Beth Cook is a dating coach and wing-woman who throws private dating events for San Francisco’s most awesome and unattached. She also writes and draws about her own dating experiences and would love to hear from you. Want advice? Have advice? Send her an email.
A young female colleague just turned me on to a newish Hulu web series: Dating Rules From My Future Self. The plot: a 20-something girl gets romantic advice from herself ten years in the future via an app.
It’s a concept that many of us 30-something women identify with. We often say, "If I knew then what I know now…"
Men, let me tell you what we know now:
We know that we are awesome—smart, sexy, and successful—and that we shouldn’t waste our time on guys who think we are anything less.
You see, men and women are polar opposites in their twenties (generally speaking). Men have unwavering confidence and women have unwavering self-consciousness. Bummer.
The sad truth is that twenty-something women desperately seek approval from men. We try to gain confidence by scoring dates, having casual sex, pretending that we’re not looking for anything “serious”—and it doesn’t work. On a good day, our bad behavior attracts guys with lukewarm feelings; on the others, it attracts reckless assholes (there isn’t a 30 year-old girl on the planet who doesn’t have an appalling story about one).
I like Dating Rules From My Future Self or at least I liked season one (the jury is still out on season two). The show makes me think about how much I’ve learned about myself and dating over the years and how much I’ve changed—for the better. Though one question arises: would I be in the same great emotional place without having experienced serious betrayal and heartache? Is a life minus mistakes worth living? I’m not so sure.
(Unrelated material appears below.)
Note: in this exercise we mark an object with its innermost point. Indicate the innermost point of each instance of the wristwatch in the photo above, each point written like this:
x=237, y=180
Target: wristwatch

What I am sure of is that this is a great show for twenty-something women to watch. It highlights mistakes we all make (or have made)—withholding opinions about a guy your friend is dating, not going after what you want, not being honest with yourself, drunk Facebooking, etc.—and teaches an important lesson: keep an eye on what patterns you’re creating in your life; it’s more difficult to break them than you think.
Why not just take the high-road now?